Since the last update in November 2020, BGC has continued its DEAI efforts throughout the institution.

Alumni Dialogues
Ama Codjoe, the independent social justice consultant working with Bard Graduate Center, facilitated a final discussion with BGC alums and current students on December 8. The purpose of this meeting was to get clarity on top of recommendations for improving diversity, equity, access, and inclusion at BGC going forward and to discuss how alumni and students would like to be involved in those efforts. Codjoe has met with Director Susan Weber, Dean Peter Miller, and Chief Operating Officer Tim Ettenheim twice since the Alumni Dialogues concluded to share her impressions and recommendations. Dean Miller is working on a response to alums regarding next steps that will be sent via email and posted on the BGC website by the end of February.

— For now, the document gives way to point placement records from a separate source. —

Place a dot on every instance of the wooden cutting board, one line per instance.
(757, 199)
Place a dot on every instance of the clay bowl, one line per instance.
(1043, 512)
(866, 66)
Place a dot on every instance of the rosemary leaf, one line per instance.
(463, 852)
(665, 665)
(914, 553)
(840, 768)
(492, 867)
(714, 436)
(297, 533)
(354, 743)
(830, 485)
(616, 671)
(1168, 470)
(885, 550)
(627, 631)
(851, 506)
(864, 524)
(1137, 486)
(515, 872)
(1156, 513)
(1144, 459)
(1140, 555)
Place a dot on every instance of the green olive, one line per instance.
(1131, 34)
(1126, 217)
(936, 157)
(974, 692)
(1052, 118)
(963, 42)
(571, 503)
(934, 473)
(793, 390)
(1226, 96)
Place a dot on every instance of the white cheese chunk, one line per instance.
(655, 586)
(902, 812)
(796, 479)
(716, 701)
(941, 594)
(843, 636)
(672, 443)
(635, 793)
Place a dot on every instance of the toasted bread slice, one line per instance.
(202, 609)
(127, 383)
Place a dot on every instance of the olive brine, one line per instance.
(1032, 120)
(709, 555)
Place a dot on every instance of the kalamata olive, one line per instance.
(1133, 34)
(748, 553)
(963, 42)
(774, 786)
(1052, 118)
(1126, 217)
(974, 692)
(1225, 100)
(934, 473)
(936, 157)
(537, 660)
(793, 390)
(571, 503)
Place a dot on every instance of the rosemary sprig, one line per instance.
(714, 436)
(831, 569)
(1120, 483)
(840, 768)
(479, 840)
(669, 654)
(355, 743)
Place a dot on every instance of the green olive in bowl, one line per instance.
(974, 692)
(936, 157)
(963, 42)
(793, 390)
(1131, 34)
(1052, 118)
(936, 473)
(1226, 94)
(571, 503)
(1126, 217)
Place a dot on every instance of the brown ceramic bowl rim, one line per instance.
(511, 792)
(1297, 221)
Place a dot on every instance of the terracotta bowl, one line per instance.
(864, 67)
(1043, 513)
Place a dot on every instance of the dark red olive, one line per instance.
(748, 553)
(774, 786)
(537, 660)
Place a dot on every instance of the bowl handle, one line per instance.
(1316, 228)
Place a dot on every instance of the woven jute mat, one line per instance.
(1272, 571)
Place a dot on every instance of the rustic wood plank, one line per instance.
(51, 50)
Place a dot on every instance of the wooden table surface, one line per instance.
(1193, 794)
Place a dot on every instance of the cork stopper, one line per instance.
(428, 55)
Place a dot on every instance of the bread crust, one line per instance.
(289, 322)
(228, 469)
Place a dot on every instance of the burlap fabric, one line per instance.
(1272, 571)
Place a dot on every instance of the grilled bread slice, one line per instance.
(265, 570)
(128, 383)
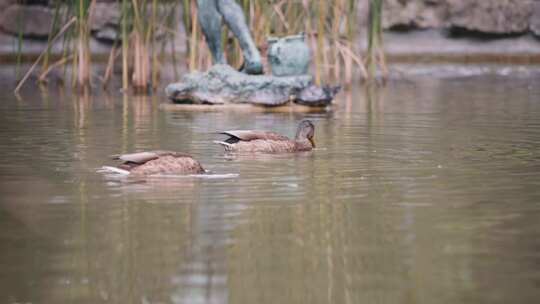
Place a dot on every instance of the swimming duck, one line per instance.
(270, 142)
(159, 162)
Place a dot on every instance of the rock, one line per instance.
(34, 20)
(224, 85)
(316, 96)
(414, 13)
(493, 16)
(534, 22)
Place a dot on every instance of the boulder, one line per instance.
(492, 17)
(222, 84)
(414, 13)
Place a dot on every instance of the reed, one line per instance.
(375, 51)
(330, 27)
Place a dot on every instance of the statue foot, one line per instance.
(251, 68)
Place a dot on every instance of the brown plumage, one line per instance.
(269, 142)
(159, 162)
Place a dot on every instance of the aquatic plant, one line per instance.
(375, 54)
(330, 28)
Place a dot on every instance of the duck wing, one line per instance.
(249, 135)
(143, 157)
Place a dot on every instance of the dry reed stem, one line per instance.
(60, 33)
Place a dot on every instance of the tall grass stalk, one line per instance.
(330, 29)
(375, 53)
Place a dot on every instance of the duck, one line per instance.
(158, 162)
(268, 141)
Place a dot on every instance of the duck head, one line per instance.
(306, 130)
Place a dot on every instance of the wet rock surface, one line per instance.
(494, 17)
(224, 85)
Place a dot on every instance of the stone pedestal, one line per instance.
(222, 84)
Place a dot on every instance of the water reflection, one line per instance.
(420, 192)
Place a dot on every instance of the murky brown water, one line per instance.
(426, 191)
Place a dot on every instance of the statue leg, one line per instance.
(234, 18)
(210, 21)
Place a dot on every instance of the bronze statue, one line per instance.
(211, 12)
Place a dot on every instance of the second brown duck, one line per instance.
(268, 141)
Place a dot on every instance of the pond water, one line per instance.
(425, 191)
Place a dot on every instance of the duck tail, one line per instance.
(225, 144)
(109, 169)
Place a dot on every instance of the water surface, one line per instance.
(426, 191)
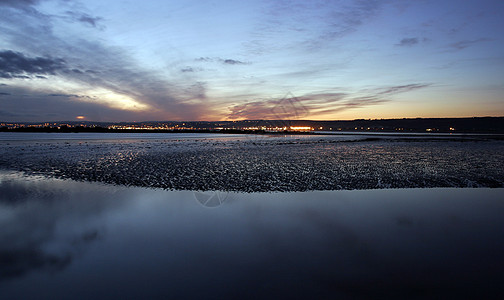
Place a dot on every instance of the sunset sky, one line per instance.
(229, 60)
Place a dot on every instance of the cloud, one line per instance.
(17, 65)
(18, 3)
(226, 61)
(291, 107)
(86, 19)
(328, 21)
(467, 43)
(232, 62)
(408, 42)
(107, 73)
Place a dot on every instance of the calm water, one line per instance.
(61, 239)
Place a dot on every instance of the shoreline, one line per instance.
(263, 163)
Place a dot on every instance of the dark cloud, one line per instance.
(232, 62)
(17, 65)
(467, 43)
(408, 42)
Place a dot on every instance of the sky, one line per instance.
(159, 60)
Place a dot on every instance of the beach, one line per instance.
(250, 216)
(260, 163)
(65, 239)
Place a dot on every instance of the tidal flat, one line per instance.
(216, 216)
(66, 239)
(260, 163)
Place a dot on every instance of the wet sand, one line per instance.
(63, 239)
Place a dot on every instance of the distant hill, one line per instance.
(457, 125)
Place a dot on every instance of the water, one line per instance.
(61, 239)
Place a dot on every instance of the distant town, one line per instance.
(416, 125)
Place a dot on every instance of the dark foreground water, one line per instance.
(61, 239)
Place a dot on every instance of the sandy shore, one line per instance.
(262, 163)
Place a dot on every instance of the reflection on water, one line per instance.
(65, 239)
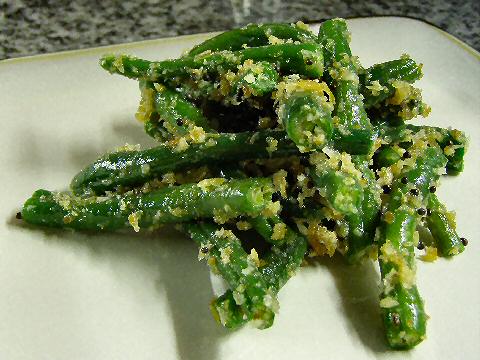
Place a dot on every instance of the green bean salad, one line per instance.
(276, 146)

Staff members Nadia Rivers, coordinator of Public Programs, Education, and Education, and Maggie Walter, coordinator of Marketing, Communications, and Design, developed a BGC-community newsletter called 86th Street Stories to help unite students, faculty, and staff while working from home. Each issue includes an up-to-date list of social justice resources they have compiled for those looking to take action. The Black History Month issue of 86th Street Stories includes an annotated bibliography of new acquisitions in the BGC Library and presents events and exhibitions, all of which explore decorative arts, design history, and material culture through the lens of Blackness. Finally, Maggie has conducted research to spotlight Black artists, makers, curators, and scholars in fields related to BGC’s areas of focus on social media, and she continues to work with BGC students to conduct research and write social media posts all throughout the year that focus attention on BIPOC people, scholarship, objects, and materials in the decorative arts, design history, and material culture.

Faculty members Meredith Linn and Aaron Glass have launched a new course called “Unsettling Things: Expanding Conversations in Studies of the Material World” that aims to examine “three important, and often interrelated, modes of fostering diversity in our fields: expanding topical contents and subjects for research; foregrounding previously marginalized voices and scholars; and engaging with existing or developing new approaches, theories, and methods that are widely applicable in the humanities.”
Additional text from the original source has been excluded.